Defensively, Gibson was a catcher who was known for throwing out base runners with ease. Gibson was a 10-time All-Star and he was on two Negro World Series championship teams.
Gibson was born in Buena Vista, Georgia, in 1911. His parents were sharecroppers, but they moved to Pittsburgh, Pennsylvania, during the Great Migration of blacks to the north because of racial segregation and the threat of violence from white Southerners. Gibson's father was given a job at the Carnegie-Illinois Steel Company, and their family lived on the north side of Pittsburgh.
Gibson was going to be an electrician after completing the ninth grade, but after taking up baseball at the age of 16, he was quickly recruited by the Pittsburgh Crawfords in 1928. The Crawfords were the top black semi-professional team, but they would later become a major professional team in the Negro League.
In 1930 Gibson was recruited by the Homestead Grays, which was a major Negro League team in Pittsburgh. Gibson returned to the Crawfords in 1932, when they were a major Negro League team, and then back to the Grays in 1937. He also played for the Cludad Trujillo in Trujillo's Dominican League and for the Rojos del Aguila de Veracruz in the Mexican League.
Because black players could not play in the more stable Major League, they had to bounce from one league to another to profit off of their talents. That has led to many people questioning the talent level that Gibson played against.
Critics who do not consider Gibson the greatest home run hitter will point out that he did not play against the best talent on a consistent basis.
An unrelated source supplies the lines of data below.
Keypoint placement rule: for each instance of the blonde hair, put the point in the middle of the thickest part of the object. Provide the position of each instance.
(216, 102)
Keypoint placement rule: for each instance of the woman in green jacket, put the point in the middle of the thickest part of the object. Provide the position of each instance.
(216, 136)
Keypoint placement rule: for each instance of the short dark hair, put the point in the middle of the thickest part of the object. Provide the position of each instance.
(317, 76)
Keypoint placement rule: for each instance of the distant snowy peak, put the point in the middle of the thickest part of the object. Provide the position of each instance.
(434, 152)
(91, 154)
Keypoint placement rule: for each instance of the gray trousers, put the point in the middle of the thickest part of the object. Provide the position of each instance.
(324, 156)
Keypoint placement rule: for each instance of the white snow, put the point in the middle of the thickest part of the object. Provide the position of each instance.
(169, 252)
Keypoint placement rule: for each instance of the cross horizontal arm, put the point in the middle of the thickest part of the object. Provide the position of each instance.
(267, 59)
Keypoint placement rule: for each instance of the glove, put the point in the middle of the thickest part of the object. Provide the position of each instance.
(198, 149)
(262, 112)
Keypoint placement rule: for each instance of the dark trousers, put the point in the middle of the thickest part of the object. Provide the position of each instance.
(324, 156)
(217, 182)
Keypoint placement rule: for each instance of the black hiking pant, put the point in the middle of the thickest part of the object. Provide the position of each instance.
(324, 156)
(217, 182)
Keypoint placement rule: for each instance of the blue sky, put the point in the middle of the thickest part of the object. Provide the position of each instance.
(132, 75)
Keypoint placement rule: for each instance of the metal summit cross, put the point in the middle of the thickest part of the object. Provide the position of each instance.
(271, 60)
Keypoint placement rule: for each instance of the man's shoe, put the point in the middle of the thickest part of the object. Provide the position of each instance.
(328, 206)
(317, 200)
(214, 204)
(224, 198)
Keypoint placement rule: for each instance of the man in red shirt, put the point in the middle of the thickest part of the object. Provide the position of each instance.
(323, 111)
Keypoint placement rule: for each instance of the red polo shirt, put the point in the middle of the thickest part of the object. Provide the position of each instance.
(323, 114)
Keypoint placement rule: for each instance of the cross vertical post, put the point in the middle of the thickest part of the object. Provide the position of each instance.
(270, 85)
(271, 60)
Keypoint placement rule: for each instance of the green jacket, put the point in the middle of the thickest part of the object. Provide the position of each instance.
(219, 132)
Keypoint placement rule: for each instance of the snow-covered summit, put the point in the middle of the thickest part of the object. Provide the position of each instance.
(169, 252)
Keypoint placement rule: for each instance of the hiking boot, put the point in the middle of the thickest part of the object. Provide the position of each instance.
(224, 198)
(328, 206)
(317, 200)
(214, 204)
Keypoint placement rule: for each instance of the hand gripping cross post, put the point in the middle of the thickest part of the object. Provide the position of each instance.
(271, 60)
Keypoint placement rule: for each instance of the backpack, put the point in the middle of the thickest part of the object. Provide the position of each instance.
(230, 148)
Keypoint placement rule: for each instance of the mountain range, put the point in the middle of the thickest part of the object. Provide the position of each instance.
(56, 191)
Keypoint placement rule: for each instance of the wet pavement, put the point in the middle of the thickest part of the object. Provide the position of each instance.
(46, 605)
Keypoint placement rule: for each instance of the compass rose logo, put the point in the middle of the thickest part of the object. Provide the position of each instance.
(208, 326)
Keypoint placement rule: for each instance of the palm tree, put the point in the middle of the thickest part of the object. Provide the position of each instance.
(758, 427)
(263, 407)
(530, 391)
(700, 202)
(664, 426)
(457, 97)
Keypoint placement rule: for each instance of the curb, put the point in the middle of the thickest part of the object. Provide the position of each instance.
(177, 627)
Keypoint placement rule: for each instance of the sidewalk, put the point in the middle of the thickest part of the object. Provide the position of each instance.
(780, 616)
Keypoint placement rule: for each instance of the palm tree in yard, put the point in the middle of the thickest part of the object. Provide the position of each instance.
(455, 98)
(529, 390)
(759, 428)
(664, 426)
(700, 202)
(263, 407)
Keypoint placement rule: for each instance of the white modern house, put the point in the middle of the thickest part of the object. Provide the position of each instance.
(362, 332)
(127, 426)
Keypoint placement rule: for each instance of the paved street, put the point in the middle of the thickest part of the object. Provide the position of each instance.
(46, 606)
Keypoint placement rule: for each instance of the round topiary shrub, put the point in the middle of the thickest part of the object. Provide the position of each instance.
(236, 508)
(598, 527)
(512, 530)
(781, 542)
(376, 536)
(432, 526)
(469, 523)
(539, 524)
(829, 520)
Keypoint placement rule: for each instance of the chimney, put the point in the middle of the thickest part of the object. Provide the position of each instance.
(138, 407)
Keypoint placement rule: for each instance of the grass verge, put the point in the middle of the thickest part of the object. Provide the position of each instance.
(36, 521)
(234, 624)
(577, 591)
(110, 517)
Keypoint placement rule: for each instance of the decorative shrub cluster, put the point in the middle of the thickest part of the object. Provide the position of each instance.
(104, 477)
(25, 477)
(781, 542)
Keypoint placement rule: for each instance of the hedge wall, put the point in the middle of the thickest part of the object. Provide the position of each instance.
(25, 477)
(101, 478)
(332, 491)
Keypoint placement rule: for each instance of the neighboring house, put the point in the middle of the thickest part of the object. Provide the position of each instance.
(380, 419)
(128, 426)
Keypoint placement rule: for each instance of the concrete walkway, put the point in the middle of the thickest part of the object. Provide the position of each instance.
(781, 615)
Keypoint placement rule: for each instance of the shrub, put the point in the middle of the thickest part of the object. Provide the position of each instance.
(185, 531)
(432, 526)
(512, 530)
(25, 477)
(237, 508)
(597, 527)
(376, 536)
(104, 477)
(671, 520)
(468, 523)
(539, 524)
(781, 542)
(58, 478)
But the same can be said about Ruth, because he did not have to compete against black players. Because of Major League Baseball's racist tactics during that time, no player competed against all of the greatest players of that time.
One thing is known, Gibson hit a 580 foot home run at Yankee Stadium that struck two feet from the top of the wall circling the center field bleachers. Ruth, Lou Gehrig or Mickey Mantle never hit a ball that far, as it is known as the longest home run in Yankee Stadium history. It has also been said that Gibson hit one home run out of Yankee Stadium, making him the only player to do that.
Gibson, and other black players, were not allowed to compete on what was thought to be the highest level of baseball. If they had, there is no question that the record books would look different.
After Jackie Robinson broke the color barrier in 1947, Gibson would have been in line to get his chance in the Major Leagues, but his life was cut short, as he died just three months before Robinson made his debut with the Brooklyn Dodgers.
Gibson fell into a coma in 1943 and he was diagnosed with a brain tumor. He refused to have the tumor removed, and he dealt with recurring headaches until he had a stroke in 1947, which ended his life at the age of 35.
It is believed that Gibson took issue with Robinson being selected by the Dodgers to become the first black player in the Major Leagues in about 50 years. Gibson was regarded as the best Negro League player at the time, and he felt that he should have been given the chance that Robinson was selected to have.
Gibson was inducted along side Negro League great Buck Leonard into the Baseball Hall of Fame in 1972. Before them, Negro League pitcher Satchel Paige was inducted into the Hall of Fame. Even there, Gibson does not get a fair shake, as his plaque says "almost 800 home runs" for his career.
Gibson was a trailblazer, as many young black athletes idolized him and played the sport because of him. Looking at Major League's home run leaders list, Bonds and Aaron are first and second. Willie Mays is fourth. Ken Griffey is sixth, and if he did not have to deal with major injuries later in his career, he probably would have broken the all-time record. Frank Robinson is ninth. It has been rumored that Ruth was part black.
There are a number of black players that are high on one of baseball's most prestigious lists. That is an amazing feat in a sport that has been historically white.